Doença do século

As notícias não eram boas. Maria já não podia ir à feira ou à missa e passava muitas horas diante da tv. Com sessenta e oito anos e muito ativa, já havia esgotado por duas vezes os livros de Fernando Pessoa adquiridos há muito tempo e muitas crônicas de Rubem Braga. Nunca fora amante de crochê, tricô, fuxico e afins, preferindo muito mais uma ida à cafeteria ou ao teatro. Nada. Tal como criança posta de castigo pelos pais, não podia sair.

As notícias então continuavam ruins. O comércio fechado, a feira costumeira, a igreja, o museu. Era perigoso andar por aí e se expor. Nessa idade, a saúde já não é como na juventude e a hipertensão avisa que é preciso ter cautela. Maria comia biscoitos e chorava. Qual medo era maior? O da violência e dos assaltos de outrora ou o atualíssimo medo de perder o ar?

Ela cozinhava coisas leves porque a fome, havia ficado na rua. A boca, havia ficado seca. Não buscava mais os jornais na portaria. Já estava bem informada, maratonando telejornais e programas de entrevistas repletos de ausência.

Seu telefone não tocava. O distânciamento não era só físico. Quem dera. O isolamento físico apenas acentuou a força dos desencontros antigos, disfarçados em encontros obrigatórios ou da procura por pura necessidade. Cessou-se o toque do celular e as poucas mensagens de bom dia, as conversas curtas e os pedidos de favor também deixaram a cena, talvez com medo de adoecerem também.

A casa já estava limpa e não havia toque de campainha e nem companhia para o jogo de damas, mas é necessário para o bem estar mundial. As notícias permaneceram ruins e ela não as quis mais ver nem ouvir. Deitou-se em uma rede na varanda, lugar mais arejado da casa, olhou para o céu e suspirou.
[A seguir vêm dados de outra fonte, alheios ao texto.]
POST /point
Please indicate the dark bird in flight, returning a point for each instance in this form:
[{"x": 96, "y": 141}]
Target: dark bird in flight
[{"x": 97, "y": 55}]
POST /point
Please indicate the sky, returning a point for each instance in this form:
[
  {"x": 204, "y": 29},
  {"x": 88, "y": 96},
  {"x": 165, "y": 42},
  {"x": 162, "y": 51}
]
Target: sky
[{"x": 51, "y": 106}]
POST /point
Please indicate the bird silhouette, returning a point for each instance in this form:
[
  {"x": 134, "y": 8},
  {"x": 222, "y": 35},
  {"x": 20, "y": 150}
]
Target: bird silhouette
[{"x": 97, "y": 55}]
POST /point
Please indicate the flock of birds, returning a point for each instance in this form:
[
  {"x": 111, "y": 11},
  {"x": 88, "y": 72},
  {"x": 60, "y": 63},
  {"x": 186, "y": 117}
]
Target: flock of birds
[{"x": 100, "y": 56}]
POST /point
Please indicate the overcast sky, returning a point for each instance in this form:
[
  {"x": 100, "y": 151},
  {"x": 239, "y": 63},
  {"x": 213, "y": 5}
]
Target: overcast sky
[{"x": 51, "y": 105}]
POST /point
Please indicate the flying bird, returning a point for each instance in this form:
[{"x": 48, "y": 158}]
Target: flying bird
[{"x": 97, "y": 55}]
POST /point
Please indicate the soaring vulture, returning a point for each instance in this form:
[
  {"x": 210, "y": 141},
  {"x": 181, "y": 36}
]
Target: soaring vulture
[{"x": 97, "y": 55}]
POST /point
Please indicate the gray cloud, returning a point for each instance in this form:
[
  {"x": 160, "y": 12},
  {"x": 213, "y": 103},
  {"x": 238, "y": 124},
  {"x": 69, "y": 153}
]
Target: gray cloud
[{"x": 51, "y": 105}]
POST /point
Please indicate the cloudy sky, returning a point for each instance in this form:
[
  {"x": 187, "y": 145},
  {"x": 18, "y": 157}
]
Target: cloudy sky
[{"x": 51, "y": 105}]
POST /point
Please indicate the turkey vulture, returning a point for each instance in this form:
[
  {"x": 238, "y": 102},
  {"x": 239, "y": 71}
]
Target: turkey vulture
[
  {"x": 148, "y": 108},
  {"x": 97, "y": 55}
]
Maria estava segura. Tomou uma maçã entre as mãos, porém não comeu. Tinha dores moderadas na garganta e no corpo. Desligou de vez o telefone e balaçou-se suavemente prendendo os cabelos desalinhados. Lembrou-se que poderia ir até à farmácia e comprar uns analgésicos, pois não havia muito movimento nas ruas do subúrbio, contudo, percebeu que não há remédio para o descontentamento e, sufocada e coberta apenas de desesperança, pôs-se a dormir.